Le cardinal Bergoglio est connu pour ses qualités d’homme de dialogue. C’est en tout cas ce qu’affirme un nombre impressionnant de représentants d’Eglises orthodoxes et protestantes en Argentine. On ne compte plus les pasteurs qui n’ont pas de mots assez chaleureux à l’égard du nouveau pape. Et les commentaires les plus encourageants viennent sans doute des… évangéliques (au moins 10% des Argentins). Ce qui est une information en soi, car il règne parfois une franche incompréhension entre catholiques et évangéliques en Amérique latine, les uns et les autres se traitant régulièrement de « sectaires » et « idolâtres » et ceci dans un contexte de concurrence.

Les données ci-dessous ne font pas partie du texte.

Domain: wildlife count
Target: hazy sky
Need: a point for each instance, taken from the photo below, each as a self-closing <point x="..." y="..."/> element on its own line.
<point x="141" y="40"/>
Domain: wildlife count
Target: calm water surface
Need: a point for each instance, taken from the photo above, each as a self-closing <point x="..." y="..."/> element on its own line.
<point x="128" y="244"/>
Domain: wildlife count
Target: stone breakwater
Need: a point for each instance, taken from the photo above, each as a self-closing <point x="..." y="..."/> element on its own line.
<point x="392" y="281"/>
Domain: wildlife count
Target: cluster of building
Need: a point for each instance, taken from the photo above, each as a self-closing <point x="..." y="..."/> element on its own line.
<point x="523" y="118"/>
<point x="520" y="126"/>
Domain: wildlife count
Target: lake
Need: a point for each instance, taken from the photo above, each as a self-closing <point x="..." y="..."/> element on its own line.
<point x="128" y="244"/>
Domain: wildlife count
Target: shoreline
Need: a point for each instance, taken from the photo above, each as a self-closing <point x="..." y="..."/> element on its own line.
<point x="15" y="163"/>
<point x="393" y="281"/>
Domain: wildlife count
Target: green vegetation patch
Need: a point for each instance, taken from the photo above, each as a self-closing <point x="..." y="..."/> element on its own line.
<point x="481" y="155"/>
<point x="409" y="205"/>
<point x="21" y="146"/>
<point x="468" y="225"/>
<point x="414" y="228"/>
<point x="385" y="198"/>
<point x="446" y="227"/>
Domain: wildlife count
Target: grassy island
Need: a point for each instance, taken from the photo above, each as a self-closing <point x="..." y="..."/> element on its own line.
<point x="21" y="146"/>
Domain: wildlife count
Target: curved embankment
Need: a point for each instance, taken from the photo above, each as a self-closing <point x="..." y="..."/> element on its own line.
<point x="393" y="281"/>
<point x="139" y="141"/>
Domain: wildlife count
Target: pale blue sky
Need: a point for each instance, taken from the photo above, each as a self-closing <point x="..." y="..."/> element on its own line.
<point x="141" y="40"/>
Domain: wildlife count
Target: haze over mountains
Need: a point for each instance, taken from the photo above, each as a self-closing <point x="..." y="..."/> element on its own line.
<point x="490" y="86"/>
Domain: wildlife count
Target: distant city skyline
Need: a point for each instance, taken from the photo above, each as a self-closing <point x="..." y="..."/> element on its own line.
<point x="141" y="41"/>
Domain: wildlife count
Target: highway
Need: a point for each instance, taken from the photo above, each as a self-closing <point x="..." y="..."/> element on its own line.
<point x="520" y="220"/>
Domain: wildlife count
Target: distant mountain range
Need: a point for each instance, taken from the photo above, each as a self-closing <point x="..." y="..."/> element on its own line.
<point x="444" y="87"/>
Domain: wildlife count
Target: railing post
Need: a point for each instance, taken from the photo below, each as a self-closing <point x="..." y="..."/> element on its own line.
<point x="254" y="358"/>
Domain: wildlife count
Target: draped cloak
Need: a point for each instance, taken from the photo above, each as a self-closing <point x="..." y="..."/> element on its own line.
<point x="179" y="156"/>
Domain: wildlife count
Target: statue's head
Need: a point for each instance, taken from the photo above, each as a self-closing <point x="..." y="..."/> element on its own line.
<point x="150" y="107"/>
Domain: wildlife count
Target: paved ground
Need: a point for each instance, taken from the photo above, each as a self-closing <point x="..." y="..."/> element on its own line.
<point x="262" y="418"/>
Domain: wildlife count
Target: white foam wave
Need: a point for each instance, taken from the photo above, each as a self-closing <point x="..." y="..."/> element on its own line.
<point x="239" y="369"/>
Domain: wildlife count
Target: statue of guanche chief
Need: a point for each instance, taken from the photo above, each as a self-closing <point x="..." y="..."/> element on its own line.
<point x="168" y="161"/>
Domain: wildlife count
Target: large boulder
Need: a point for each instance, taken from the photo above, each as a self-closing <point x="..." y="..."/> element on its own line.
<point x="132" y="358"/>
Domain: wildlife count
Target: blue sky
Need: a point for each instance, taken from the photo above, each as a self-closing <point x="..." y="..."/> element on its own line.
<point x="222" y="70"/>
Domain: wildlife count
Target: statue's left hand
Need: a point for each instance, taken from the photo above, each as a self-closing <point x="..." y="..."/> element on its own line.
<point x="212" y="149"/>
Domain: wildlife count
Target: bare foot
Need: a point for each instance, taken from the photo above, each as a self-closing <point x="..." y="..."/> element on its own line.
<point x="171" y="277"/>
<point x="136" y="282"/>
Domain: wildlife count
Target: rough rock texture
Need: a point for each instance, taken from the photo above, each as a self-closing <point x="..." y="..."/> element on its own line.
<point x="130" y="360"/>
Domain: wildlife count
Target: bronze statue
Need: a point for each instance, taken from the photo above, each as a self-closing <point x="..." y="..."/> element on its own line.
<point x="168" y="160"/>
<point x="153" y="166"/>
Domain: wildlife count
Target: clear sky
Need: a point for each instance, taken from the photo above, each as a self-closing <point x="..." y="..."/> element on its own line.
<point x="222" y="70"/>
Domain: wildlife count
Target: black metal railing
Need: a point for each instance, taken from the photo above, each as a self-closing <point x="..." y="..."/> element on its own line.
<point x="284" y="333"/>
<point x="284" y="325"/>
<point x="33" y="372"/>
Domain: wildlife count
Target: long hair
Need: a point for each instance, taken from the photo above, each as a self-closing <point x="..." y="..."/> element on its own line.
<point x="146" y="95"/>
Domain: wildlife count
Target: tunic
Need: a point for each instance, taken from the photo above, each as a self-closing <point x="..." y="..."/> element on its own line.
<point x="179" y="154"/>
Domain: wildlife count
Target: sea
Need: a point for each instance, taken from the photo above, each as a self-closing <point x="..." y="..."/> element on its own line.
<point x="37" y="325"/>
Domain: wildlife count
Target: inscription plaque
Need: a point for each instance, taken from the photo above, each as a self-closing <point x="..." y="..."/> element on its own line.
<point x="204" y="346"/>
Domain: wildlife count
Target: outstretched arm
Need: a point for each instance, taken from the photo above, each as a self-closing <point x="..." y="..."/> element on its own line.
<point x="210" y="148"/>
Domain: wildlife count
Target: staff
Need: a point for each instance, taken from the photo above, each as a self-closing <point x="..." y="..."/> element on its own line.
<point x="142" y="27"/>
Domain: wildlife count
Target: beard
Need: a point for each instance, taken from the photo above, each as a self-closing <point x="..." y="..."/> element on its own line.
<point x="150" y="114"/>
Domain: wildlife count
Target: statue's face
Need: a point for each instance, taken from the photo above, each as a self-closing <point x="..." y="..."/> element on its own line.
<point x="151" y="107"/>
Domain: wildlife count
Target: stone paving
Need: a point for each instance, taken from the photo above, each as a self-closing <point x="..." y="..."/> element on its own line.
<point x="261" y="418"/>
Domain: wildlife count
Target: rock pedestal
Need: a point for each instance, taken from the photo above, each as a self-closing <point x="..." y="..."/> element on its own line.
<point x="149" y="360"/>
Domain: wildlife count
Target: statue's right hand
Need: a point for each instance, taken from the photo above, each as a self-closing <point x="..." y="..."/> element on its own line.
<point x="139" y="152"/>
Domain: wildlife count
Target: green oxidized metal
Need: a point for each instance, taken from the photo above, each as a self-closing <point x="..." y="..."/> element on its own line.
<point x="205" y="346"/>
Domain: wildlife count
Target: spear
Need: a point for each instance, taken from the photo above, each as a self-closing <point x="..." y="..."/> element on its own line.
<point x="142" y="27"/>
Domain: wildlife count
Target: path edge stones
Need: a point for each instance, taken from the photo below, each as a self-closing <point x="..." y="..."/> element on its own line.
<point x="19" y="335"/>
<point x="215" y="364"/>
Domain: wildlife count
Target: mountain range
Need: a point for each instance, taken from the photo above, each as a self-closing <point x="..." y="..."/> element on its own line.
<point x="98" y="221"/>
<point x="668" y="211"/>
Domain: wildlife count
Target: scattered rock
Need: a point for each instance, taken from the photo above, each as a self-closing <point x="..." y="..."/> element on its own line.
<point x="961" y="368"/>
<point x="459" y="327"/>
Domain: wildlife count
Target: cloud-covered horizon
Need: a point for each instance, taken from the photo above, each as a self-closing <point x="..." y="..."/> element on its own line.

Ainsi Juan Pablo Bongarra, président de la Société biblique argentine. Il se souvient du cardinal Bergoglio participant récemment à une prière organisée par des Eglises charismatiques à Buenos Aires. « Il s’est agenouillé devant 6000 personnes, et les pasteurs protestants ont prié pour lui en imposant leurs mains », raconte-t-il à un journaliste de Christianity Today, mensuel américain. « Son élection a été une réponse à nos prières (…) Sa priorité est l’unité au niveau des gens », dit carrément Norberto Saracco, un des pasteurs évangéliques les plus écoutés en Argentine. A retenir aussi, le plaidoyer impressionnant pour le pape François du pasteur Luis Palau, né en Argentine et installé aux Etats-Unis, l’un des évangélistes les plus connus dans les Amériques. Dans cette interview, il explique que François impose le respect grâce à son style de vie chrétien, son respect pour les autres et le fait qu’il va vraiment à la rencontre des gens.

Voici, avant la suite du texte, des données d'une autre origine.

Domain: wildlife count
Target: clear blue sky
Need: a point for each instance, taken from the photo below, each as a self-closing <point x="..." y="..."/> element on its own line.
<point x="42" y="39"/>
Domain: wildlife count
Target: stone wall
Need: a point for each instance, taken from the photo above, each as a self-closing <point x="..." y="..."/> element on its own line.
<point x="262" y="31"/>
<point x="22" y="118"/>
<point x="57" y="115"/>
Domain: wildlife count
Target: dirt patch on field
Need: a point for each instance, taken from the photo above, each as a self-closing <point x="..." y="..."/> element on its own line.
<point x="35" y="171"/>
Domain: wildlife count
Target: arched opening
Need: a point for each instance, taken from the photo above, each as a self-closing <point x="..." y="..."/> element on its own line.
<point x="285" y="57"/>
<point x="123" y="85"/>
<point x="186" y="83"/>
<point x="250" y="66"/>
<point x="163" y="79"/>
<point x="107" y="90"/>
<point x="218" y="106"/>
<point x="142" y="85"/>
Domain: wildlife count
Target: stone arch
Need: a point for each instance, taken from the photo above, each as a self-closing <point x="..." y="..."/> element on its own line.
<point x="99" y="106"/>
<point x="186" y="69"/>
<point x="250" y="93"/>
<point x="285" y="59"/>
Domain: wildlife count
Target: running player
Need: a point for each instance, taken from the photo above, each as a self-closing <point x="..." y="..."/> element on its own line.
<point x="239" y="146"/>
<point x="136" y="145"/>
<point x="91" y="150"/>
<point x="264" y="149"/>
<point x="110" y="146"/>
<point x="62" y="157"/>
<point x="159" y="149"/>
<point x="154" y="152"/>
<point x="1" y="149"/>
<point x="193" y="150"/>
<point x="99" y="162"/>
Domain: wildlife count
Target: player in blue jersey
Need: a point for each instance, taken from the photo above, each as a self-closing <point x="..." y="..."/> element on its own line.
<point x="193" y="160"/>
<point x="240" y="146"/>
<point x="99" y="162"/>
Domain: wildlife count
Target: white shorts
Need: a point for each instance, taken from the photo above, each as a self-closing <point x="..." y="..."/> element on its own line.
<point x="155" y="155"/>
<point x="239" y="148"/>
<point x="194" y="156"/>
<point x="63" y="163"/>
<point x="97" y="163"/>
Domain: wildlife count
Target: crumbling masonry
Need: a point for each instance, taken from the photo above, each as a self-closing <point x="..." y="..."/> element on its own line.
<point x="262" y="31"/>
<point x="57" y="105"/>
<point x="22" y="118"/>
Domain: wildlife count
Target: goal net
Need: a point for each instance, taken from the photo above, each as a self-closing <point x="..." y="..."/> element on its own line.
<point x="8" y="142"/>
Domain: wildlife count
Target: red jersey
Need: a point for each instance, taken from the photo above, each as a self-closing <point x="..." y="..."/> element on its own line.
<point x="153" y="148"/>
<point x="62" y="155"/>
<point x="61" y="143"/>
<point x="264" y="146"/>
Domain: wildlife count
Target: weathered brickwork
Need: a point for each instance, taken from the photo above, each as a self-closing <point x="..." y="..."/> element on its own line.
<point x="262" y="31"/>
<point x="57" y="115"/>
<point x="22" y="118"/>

Côté anglican, même son de cloche. Pour Greg Venables, évêque anglican, le nouveau pape est « davantage un chrétien, centré sur le Christ et rempli par l’Esprit, que seulement un homme d’Eglise. Il croit à la Bible telle qu’elle est écrite (…). Il est toujours humble et sage… ». Selon Greg Venables, le cardinal Bergoglio lui aurait même dit que la création de l’ordinariat catholique pour les anciens anglicans « n’était pas nécessaire et que l’Eglise a besoin des anglicans » !

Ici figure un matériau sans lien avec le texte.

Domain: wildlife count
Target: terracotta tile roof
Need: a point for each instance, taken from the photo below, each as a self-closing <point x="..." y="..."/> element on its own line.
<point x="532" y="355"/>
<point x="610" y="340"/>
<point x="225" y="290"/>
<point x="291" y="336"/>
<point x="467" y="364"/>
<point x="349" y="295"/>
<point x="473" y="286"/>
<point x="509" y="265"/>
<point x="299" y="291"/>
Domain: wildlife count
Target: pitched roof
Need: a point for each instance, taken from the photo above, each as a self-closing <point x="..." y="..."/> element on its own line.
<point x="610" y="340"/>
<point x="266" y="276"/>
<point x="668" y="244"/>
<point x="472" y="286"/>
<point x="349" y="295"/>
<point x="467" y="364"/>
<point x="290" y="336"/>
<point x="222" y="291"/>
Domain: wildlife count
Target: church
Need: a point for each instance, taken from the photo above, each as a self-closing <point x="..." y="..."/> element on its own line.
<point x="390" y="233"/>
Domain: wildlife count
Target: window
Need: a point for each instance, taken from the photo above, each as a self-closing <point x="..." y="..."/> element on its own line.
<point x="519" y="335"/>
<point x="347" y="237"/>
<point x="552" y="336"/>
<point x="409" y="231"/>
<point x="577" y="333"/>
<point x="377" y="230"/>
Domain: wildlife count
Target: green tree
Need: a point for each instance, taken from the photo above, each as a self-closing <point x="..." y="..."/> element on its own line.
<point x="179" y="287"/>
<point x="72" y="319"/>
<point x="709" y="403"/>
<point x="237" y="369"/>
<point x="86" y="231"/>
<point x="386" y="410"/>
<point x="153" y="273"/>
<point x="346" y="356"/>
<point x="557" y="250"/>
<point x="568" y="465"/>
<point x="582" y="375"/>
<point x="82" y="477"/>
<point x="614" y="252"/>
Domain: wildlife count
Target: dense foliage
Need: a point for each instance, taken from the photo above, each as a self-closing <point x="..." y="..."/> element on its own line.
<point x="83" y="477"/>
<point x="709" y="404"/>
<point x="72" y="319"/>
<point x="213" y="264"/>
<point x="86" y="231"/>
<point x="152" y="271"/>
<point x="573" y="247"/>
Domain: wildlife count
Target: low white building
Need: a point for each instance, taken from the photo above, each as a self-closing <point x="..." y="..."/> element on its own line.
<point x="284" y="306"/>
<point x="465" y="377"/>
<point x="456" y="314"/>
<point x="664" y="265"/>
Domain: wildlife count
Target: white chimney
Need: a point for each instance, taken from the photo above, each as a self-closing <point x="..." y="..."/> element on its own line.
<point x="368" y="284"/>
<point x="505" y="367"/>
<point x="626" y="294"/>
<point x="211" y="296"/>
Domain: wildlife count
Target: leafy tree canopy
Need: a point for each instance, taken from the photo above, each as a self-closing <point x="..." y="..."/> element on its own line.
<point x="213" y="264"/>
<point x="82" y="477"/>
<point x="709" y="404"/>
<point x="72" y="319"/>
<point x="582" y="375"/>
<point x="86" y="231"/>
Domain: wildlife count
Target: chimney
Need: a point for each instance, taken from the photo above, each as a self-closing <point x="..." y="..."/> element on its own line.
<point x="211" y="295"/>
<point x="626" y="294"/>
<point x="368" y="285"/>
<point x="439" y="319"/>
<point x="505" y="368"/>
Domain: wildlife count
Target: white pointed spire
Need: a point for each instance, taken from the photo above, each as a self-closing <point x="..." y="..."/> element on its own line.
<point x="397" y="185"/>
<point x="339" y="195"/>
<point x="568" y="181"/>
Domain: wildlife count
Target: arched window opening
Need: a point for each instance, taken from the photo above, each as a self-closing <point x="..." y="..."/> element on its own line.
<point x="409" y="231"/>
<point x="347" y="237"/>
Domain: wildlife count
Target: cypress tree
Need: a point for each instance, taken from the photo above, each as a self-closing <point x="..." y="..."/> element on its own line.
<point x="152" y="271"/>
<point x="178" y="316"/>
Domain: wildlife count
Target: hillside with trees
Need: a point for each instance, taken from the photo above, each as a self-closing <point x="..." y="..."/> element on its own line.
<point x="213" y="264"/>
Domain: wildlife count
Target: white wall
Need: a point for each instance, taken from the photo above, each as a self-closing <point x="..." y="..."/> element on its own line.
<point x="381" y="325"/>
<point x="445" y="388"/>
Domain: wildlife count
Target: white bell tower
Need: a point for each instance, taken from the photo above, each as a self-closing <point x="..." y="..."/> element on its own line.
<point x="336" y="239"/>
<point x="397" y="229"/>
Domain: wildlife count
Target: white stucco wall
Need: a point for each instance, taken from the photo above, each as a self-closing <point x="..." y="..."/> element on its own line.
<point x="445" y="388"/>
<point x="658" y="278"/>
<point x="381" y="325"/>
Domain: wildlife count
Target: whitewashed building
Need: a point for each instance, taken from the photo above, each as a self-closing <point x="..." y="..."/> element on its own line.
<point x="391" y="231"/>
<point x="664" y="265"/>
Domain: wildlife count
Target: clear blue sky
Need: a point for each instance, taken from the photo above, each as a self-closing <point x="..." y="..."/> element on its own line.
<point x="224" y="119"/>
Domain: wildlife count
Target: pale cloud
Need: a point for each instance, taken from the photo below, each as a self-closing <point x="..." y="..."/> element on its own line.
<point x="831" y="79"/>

Un article dans l’hebdomadaire Réforme va dans le même sens, en insistant sur les espoirs de dialogue suscités par le nouveau pape. Olav Fykse Tveit, secrétaire général du Conseil œcuménique des Eglises espère qu’« il fera de l’unité de tous les chrétiens l’une de ses priorités ». Et Setri Nyomi, secrétaire général de l’Alliance réformée mondiale (ARM), espère qu’il fera accélérer le dialogue œcuménique : « Depuis le document Dominus Iesus de 2000, Rome a abandonné les engagements de Vatican II. J’espère que le pape François va relancer l’effort », dit-elle, sans que l’article précise ces propos.
Pour l’instant, les seuls bémols hautement prévisibles concernent les rapports entre certaines Eglises protestantes libérales – luthériennes notamment, et l’Eglise catholique sur des sujets de société. Elles ne vont pas être d’accord sur le mariage gay, par exemple, ni sur les « dangers de la sécularisation », selon l’expression du nouveau pape. Ce dernier s’est déjà illustré en Argentine comme un opposant au mariage gay et à la sécularisation. Et en cette matière, il aura des alliés chez les évangéliques et chez beaucoup d’anglicans, mais pas forcément chez les luthériens et les réformés, notamment en Occident.